# 1.2 and 1.3 Data Cleaning for train Data

In [88]:
import pandas as pd
import numpy as np
trainData = pd.read_csv('dataset/cases_train.csv')
testData = pd.read_csv('dataset/cases_test.csv')

In [89]:
#Remove outlier of NaN rows
trainData[trainData['latitude'].isnull()]

Unnamed: 0,age,sex,province,country,latitude,longitude,date_confirmation,additional_information,source,outcome
26410,,female,,,,,,,,nonhospitalized
230376,,,,,,,,,,nonhospitalized


In [90]:
trainData = trainData.drop([26410,230376]).reset_index()

# Cleaning age and binning

In [91]:
changingToNaN = ['30-39','0-9','10-19','21-39','65-','13-19','22-80','21-61','13-69','18-65','8-68','33-78','0-19','20-39','60-','25-59','19-77','30-70','20-57','21-72','2-87','18-','11-80','18-99','50-69','18-50','40-69','16-80','28-35','0-18','13-65','40-89','34-66','9-69','80-','20-69','23-72','23-84','38-68','22-60','50-100','41-60','27-40','27-58','18-60','30-40','18 - 100','18-49','50-99','0-60','39-77','19-65','34-44','19-75','20-70','15-88','4-64','17-66','17-65','30-35','0-10']
#these are the values that simply do not work with our binning strategies, therefore for analysis we will change these values to NaN instead
for i in changingToNaN:
    trainData['age'] = trainData['age'].replace({i:np.NaN})

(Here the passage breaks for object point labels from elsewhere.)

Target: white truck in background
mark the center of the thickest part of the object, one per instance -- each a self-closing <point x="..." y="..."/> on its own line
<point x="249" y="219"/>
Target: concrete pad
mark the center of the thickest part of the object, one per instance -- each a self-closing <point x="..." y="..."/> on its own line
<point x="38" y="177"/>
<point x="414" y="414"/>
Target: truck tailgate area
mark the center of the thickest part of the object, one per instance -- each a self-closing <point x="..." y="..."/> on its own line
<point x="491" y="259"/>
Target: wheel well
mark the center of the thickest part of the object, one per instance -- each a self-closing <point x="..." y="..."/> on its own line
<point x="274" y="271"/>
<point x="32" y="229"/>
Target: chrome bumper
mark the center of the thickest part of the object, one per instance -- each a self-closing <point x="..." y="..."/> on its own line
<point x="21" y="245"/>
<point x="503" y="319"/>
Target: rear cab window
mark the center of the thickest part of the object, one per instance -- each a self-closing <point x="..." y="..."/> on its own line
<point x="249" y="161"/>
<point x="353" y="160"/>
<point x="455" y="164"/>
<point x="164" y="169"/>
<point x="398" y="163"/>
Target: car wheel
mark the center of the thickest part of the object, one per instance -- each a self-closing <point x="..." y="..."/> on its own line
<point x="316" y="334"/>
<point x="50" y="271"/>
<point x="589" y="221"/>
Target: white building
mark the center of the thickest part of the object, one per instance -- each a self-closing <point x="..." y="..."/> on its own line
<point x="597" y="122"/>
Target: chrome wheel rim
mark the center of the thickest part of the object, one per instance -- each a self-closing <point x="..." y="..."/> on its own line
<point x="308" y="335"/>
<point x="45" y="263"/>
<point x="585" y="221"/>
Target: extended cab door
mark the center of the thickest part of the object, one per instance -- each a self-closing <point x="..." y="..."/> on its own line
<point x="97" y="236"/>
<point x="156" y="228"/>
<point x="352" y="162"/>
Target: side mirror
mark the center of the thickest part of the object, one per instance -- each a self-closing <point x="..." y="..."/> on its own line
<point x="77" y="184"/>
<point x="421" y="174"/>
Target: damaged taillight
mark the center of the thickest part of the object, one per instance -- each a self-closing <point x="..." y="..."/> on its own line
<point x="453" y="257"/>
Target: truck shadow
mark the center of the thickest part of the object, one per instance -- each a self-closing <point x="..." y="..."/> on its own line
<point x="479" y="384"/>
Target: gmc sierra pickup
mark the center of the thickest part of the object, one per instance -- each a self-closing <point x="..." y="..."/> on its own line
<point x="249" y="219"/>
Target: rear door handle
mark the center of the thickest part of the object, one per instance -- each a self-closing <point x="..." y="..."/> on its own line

trainData['age'] = trainData['age'].replace({'80+':'80'})   
trainData['age'] = trainData['age'].replace({'90+':'90'})
trainData['age'] = trainData['age'].replace({'85+':'85'})
trainData['age'] = trainData['age'].replace({'8 month':'0.67'})
trainData['age'] = trainData['age'].replace({'5 month':'0.42'})

In [92]:
i = 0
while i < len(trainData['age']): #iterating throuh database
    if type(trainData['age'][i]) == str: #skip NaN values
        x = trainData['age'][i]
        x = x.split('-') #split the string on '-' 
        if len(x) == 2: #these are the values that are a range
            trainData['age'] = trainData['age'].replace({trainData['age'][i]:x[0]}) #replace the range with simply the lower bound of range (this will be fine as we are binning on the whole range of all these values)
    
    i += 1

In [93]:
#because we are binning with on [0,4],[5,14],[15,34],[35,59],[60,79],[80+] (notice they are all tight boundaries) therefore we dont care about any values that are decimal and we can simply make all values int

trainData['age'] = pd.to_numeric(trainData['age'],downcast='integer')

In [94]:
bins = [-0.1, 4, 14, 34, 59, 79, 150]
trainData['binned'] =  np.searchsorted(bins, trainData['age'].values)

# Impute 'Unknown' for missing sex, province, additional_information, and source

In [95]:
trainData['sex'] = trainData['sex'].fillna('Unknown')
trainData['province'] = trainData['province'].fillna('Unknown')
trainData['additional_information'] = trainData['additional_information'].fillna('Unknown')
trainData['source'] = trainData['source'].fillna('Unknown')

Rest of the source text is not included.